Today, I advanced my ongoing fiction publishing automation project, an initiative where I’m applying both my software engineering expertise and the capabilities of modern AI collaboration. The project’s core mission is to create an intelligent pipeline that can ingest a work of fiction, process and format it for publication, and distribute it across digital platforms automatically.
In this session, I worked in collaboration with an AI development partner to design the user interface — the interactive hub where authors and editors will upload manuscripts and monitor the book’s progress through each automated stage of production.
Together, we mapped out what the dashboard experience should look like. The “Fiction Publishing Dashboard” concept allows users to:
- Upload a manuscript file.
- Watch it move through the AI‑driven publishing modules: Ingestion, Processing, Formatting, Conversion, and Distribution.
- View real‑time logs, progress indicators, and even side‑by‑side previews of raw versus formatted text.
The AI helped generate detailed layout ideas, wireframe‑level designs, and user flow diagrams to visualize the end‑to‑end publishing experience. It also proposed two different implementation strategies for the first prototype:
- A Streamlit version for quick, Python‑based iteration and testing.
- A React‑based version for long‑term scalability and portfolio quality.
This collaboration underscored how AI can accelerate design thinking and systems architecture by contributing technical insights that would typically take several rounds of prototyping. Rather than delegating creativity, I’m using AI as a force multiplier — translating vision into actionable system designs faster and more cohesively.
In the next stage, I’ll begin implementing the interactive prototype using the AI‑assisted design blueprint.

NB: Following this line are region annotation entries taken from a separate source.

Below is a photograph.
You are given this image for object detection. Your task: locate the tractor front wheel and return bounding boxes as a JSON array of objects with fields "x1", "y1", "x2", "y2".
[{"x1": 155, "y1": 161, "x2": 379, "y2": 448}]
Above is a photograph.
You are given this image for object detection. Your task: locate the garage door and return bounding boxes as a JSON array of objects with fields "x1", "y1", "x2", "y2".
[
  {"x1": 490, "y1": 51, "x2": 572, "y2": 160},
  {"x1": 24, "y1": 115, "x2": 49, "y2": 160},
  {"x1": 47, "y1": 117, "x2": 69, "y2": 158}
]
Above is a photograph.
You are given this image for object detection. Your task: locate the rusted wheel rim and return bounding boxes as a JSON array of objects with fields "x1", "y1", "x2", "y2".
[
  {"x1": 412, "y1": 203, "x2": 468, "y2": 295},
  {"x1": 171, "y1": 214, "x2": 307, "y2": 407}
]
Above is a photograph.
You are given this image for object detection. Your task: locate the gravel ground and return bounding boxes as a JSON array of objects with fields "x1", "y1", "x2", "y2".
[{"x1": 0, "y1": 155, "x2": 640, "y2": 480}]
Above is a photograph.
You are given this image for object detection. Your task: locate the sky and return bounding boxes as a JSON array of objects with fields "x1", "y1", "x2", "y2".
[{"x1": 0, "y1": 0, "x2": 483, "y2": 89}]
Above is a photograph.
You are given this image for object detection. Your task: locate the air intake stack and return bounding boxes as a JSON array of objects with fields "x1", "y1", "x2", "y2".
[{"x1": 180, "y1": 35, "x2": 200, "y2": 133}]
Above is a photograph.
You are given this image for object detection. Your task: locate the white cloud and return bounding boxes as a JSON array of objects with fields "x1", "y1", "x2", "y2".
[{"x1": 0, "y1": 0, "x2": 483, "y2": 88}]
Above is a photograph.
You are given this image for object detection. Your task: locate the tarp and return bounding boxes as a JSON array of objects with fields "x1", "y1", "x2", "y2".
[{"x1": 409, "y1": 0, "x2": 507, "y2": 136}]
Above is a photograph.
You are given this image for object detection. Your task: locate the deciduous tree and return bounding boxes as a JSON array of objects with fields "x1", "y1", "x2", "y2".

The initial focus will be on the manuscript upload interface and simulated processing visualization so that users can experience how an AI‑enhanced publishing workflow operates in real time.
This project continues to evolve as both a technical case study and a professional showcase of how human‑AI collaboration can be applied intentionally — not just to write code, but to co‑design sophisticated creative systems that bridge literature, publishing, and technology.